Hacker Read top | best | new | newcomments | leaders | about | bookmarklet login
Compressed file-systems increase performance (blogs.sun.com) similar stories update story
38.0 points by ryandvm | karma 8694 | avg karma 5.21 2010-02-02 19:20:22+00:00 | hide | past | favorite | 36 comments



view as:

Not a big surprise. We've hit a point in the I/O bandwidth-to-spare-CPU-cycles ratio where this now saves us time getting bits into RAM.

IIRC, the latest Firefox (3.6) is now compressing files on-disk using HFS' built-in compression to cut ~20% off launch time.


Actually we hit this point at least a decade ago; I remember getting improved performance by using a compressing filesystem for Windows 3.1. CPUs have been outrunning disks for a while, only the number of orders of magnitude has really changed.

Part of this is that even very cheap algorithms can consistently get "some" compression; as the article observes, bzip is still a net loss for many cases, but gzip-style compression has been better-than-free for a while now, as long as your CPU isn't loaded.


This absolutely backs up my own findings-

I've been working to decrease the mailserver backup times. Our Zimbra mailstore was taking over 8 hours to backup; I started compressing teh files before writing them to disk and it made a huge difference. I was able to bring the total time down to 3 hours.

I attributed this to two factors- The first was, as the article mentions, that the machine has so much CPU when compared to disk, that the smaller data-transfer helped more than the CPU overhead hurt. I found that this is true for gzip, but bzip2 slowed it down. An implementation of parallel-bzip I found online spreads the bzip cost over multiple cores, reduced this further, however. This leads me to believe that something closer to the OS, which would adjust the compression level dynamically with CPU load, may be a wonderful product.

The second factor was that the compressed files were in tarballs, so didn't create nearly as many files. Zimbra creates one file per message (a maildir like format), so this means hundreds of thousands of files need to be created and sized on the disk. In the archives, however, I am able to store just a few, large files, reducing the overhead of individually creating each message.

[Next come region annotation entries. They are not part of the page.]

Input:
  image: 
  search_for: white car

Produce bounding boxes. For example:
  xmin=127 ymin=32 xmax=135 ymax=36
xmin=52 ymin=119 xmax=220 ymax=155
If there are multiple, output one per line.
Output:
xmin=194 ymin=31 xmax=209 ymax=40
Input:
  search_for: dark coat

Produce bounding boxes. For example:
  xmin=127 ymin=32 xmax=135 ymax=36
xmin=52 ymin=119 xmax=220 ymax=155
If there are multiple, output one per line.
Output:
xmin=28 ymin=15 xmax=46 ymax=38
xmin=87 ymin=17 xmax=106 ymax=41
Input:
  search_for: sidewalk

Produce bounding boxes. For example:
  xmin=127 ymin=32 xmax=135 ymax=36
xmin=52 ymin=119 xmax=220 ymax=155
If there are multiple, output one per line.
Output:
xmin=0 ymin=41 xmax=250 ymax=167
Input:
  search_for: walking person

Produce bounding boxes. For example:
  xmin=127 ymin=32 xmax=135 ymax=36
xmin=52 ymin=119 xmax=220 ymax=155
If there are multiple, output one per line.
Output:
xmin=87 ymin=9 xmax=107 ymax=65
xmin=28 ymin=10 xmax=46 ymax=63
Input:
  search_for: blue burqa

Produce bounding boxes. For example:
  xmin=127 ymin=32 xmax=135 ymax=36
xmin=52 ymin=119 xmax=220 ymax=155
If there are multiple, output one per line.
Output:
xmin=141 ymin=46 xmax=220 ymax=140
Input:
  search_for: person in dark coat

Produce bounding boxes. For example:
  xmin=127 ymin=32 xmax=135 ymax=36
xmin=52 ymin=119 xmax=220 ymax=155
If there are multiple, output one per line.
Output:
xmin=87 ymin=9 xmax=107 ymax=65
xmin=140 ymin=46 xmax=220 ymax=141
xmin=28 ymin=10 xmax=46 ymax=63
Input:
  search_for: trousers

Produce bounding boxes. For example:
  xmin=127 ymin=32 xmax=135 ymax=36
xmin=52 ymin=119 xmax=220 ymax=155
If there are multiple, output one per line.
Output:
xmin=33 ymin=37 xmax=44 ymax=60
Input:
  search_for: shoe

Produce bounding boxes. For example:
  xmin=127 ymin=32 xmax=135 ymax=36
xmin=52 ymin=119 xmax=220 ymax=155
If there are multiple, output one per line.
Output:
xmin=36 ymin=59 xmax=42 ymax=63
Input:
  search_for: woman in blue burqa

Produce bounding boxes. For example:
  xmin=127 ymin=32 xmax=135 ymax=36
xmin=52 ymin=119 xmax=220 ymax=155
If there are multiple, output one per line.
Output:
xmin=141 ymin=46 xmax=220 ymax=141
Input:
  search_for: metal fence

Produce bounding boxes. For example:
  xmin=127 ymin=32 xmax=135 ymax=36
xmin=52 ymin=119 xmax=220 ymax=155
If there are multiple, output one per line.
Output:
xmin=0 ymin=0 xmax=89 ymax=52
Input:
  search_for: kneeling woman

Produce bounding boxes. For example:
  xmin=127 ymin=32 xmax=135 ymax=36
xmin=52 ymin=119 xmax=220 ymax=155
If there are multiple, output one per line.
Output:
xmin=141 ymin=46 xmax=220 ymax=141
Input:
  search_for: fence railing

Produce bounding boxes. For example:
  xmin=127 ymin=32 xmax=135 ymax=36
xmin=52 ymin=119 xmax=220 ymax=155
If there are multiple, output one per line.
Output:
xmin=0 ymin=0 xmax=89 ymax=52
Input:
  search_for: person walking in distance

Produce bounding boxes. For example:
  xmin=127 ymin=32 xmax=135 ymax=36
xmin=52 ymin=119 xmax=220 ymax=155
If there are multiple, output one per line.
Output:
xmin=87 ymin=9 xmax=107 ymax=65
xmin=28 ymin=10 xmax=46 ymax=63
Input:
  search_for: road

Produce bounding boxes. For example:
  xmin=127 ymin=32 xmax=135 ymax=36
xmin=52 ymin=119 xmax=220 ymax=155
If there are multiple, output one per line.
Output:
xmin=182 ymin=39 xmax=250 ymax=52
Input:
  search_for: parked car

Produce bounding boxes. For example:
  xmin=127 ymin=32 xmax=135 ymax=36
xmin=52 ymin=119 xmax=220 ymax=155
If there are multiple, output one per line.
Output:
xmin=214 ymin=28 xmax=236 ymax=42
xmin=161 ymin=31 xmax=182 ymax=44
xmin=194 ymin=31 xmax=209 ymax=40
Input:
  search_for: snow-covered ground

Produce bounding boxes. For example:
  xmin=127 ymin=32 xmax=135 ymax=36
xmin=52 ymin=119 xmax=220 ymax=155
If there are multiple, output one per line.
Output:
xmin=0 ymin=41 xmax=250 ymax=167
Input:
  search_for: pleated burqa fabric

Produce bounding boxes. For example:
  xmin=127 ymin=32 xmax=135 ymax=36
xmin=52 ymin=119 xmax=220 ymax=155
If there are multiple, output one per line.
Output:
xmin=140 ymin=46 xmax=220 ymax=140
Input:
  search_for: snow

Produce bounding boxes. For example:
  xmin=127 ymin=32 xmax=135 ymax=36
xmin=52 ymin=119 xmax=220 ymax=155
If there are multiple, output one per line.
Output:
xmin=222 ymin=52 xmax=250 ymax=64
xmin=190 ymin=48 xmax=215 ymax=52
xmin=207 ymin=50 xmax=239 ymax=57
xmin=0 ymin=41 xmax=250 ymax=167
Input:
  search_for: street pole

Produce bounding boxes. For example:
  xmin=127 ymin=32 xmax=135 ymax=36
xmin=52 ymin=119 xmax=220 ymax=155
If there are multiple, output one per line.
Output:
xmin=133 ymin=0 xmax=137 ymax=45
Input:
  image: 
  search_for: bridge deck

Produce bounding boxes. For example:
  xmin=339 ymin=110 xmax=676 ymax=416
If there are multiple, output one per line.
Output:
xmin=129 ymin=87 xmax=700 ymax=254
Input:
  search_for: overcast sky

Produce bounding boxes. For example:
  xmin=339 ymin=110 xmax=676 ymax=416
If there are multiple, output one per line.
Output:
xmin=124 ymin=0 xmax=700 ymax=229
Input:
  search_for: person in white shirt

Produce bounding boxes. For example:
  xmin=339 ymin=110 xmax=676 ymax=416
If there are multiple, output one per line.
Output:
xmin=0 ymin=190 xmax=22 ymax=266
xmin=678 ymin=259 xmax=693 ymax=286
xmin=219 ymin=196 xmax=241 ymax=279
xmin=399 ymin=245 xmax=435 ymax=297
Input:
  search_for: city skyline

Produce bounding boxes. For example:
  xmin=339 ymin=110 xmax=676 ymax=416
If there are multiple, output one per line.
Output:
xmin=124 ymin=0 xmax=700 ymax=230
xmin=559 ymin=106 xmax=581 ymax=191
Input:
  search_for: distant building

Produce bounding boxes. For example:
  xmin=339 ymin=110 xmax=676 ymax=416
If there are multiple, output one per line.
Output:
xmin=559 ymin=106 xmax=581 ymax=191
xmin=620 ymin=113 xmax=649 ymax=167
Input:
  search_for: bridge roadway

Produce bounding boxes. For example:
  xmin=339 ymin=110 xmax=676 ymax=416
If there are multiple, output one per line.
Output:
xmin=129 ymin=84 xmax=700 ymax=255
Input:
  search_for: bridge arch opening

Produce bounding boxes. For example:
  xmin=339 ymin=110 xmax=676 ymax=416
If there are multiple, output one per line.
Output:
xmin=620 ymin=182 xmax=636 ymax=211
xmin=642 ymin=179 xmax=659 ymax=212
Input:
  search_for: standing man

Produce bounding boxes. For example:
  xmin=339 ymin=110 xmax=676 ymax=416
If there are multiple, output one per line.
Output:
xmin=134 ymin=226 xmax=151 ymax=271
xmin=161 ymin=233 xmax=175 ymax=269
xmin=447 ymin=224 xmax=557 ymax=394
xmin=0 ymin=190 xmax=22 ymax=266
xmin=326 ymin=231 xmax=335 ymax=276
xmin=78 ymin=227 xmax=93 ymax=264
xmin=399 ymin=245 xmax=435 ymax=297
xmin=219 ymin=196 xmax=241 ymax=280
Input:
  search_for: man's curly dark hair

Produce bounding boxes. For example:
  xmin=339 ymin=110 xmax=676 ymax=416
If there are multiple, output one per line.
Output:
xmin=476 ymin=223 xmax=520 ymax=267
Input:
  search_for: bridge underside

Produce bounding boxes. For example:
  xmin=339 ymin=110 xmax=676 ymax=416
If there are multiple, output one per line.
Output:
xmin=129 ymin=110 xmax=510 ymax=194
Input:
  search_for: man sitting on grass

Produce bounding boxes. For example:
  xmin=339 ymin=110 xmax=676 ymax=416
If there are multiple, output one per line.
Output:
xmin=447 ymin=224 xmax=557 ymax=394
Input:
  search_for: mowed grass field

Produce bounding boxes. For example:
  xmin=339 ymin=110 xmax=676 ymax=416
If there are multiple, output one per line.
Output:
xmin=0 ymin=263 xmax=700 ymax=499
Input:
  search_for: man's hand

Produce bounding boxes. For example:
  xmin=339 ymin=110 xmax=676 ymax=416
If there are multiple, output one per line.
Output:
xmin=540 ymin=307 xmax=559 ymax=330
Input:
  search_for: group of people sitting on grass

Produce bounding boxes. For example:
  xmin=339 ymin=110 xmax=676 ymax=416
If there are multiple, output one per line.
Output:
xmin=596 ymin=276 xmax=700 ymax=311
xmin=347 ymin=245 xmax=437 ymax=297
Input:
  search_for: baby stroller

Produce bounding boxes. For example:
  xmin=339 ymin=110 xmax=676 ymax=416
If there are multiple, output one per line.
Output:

This has interesting implications when considering SSDs versus traditional hard disks. SSD reads are faster, writes are slower, and space is at a premium.

Indeed, I'm looking into this at the moment.

Some ssd-drives have compression on board to save space,speed and help endurance.

Interesting, it seems they're using "LZJB" compression. http://en.wikipedia.org/wiki/LZJB

I've been on the lookout for a fast compression algorithm that gives reasonable ratios, while having a liberal enough license. LZJB is licensed under the CDDL, which is GPL-incompatible, but it looks simple enough to be re-implemented.


Have you heard about QuickLZ? It's the best thing I've seen in the LZO class. http://www.quicklz.com/

Edit: Here we go, a list of compression tools ranked by speed: http://www.maximumcompression.com/data/summary_mf4.php


Thanks - QuickLZ does look good, unfortunately we're planning to release certain versions of the software we're developing under GPL and others under a proprietary license, and the $1200 for QuickLZ are a bit steep for an as-yet-unfunded startup. (this is the only time so far that I'm wishing I was a lone founder ;-) - the license would only be $100 then)

BriefLZ on that comparison page caught my eye, however. It uses the same license as zLib while being more than twice as fast. We'll have to test that, it would be a good starting point. (and the code is short and clear enough to be understood and reviewed; can't afford to have buffer overflow bugs in it) We can upgrade to QuickLZ or LZO later when we can afford them. Somehow, BriefLZ that seems to have been missing from all the other compression comparison pages I've looked at.


Completely off-topic, but this makes me even sadder that I still can't have ZFS on my Mac and probably never will...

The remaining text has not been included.